Luckily, she landed in a wave and didn’t strike the reef. Fully clothed, still clutching her purse, she swam to shore and walked, soaking wet, to her car.
Ethan said he never saw her.
We escaped her so easily when we went out in the water.
It wasn’t until I was 50 that I invited Mom to come along with me on a surf outing, this time to Makapuu on a gray, misty day. She sat on the rocks and watched me struggle in the gnarly storm waves. I felt safe with her there.
On days when tall, majestic pillars of mist drift in from the sea in front of the Makapuu Lighthouse cliff, I imagine she is near. Of course, she knew how much I would miss her.
In the past three years, since I became a mother-in-law myself, I find myself missing my husband’s mother, Liz, with an added poignancy. Don used to complain about the embarrassing, bright-hued golf shirts Liz gave him (he’s not a golfer), but on a recent day of hot Kona weather he stayed cool in a Tommy Bahama shirt, the first and only aloha shirt his mom bought him. It’s pure linen in subdued colors and he loves it. She had bought it for him in California shortly after we’d resettled in Hawaii.

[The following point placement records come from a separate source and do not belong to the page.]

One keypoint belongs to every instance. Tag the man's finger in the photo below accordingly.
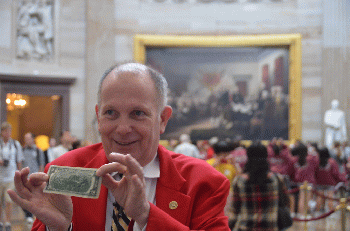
(133, 166)
(38, 178)
(109, 182)
(18, 200)
(110, 168)
(21, 189)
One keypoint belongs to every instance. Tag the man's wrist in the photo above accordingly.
(70, 228)
(143, 218)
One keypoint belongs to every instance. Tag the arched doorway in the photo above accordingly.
(48, 99)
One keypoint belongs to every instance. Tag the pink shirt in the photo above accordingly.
(307, 172)
(240, 156)
(281, 163)
(329, 175)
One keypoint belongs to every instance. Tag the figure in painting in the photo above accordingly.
(35, 30)
(334, 119)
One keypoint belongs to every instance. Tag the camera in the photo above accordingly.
(6, 163)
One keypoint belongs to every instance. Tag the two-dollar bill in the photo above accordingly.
(73, 181)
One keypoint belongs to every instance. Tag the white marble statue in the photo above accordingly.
(334, 120)
(35, 30)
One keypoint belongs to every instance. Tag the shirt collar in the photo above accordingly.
(151, 170)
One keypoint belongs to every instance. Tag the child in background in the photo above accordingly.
(327, 176)
(224, 163)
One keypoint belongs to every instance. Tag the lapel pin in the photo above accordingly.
(173, 205)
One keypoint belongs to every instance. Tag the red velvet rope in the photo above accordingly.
(315, 218)
(292, 191)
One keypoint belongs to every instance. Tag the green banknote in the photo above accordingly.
(73, 181)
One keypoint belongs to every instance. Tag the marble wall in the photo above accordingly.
(91, 35)
(113, 34)
(68, 58)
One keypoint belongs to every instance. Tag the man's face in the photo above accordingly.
(6, 133)
(28, 139)
(129, 119)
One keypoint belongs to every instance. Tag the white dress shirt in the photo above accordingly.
(151, 173)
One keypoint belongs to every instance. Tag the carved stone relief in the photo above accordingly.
(35, 32)
(216, 1)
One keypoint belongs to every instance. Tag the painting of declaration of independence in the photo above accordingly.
(236, 93)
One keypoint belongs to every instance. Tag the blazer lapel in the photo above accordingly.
(96, 215)
(169, 198)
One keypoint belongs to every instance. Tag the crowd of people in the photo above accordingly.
(149, 186)
(321, 168)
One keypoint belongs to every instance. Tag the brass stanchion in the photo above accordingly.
(305, 187)
(342, 207)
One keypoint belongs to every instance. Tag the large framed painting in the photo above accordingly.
(236, 87)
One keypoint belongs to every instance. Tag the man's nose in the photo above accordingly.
(124, 126)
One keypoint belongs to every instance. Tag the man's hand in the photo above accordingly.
(129, 192)
(55, 211)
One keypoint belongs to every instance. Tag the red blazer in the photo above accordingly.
(199, 190)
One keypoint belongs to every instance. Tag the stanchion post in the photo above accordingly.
(305, 189)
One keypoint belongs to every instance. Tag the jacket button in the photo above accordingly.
(173, 205)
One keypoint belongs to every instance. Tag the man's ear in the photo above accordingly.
(165, 116)
(96, 110)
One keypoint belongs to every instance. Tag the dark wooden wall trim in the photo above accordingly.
(36, 79)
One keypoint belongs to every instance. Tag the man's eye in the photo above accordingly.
(139, 113)
(109, 112)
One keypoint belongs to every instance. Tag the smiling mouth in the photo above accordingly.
(125, 143)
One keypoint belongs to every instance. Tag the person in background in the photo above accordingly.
(280, 157)
(187, 148)
(203, 146)
(65, 145)
(210, 150)
(11, 158)
(224, 163)
(255, 201)
(48, 154)
(171, 144)
(159, 189)
(327, 176)
(34, 159)
(303, 169)
(338, 154)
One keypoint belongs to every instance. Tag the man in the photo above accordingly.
(48, 154)
(34, 159)
(65, 146)
(159, 190)
(11, 158)
(185, 147)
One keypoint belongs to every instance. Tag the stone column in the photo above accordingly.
(100, 53)
(336, 56)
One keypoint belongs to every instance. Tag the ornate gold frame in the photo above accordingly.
(292, 41)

“It’s really well-made,” Don said. “I think it was the last time she took me shopping.” For a moment he had the look of an abandoned child.
On Mother’s Day, Oahu’s south shore traditionally receives the season’s first epic swell — the better for surfers to flee our mothers, if we’re lucky enough to still have them.
Last year, it was so big that Suis closed out and Sammy surfed Rice Bowls.
I bumped into him, happy and dazed, on the sea wall. “I didn’t want to come in but I gotta go see my mother.”
He won’t have that reason to paddle in today, but his mom will still be looking out for him.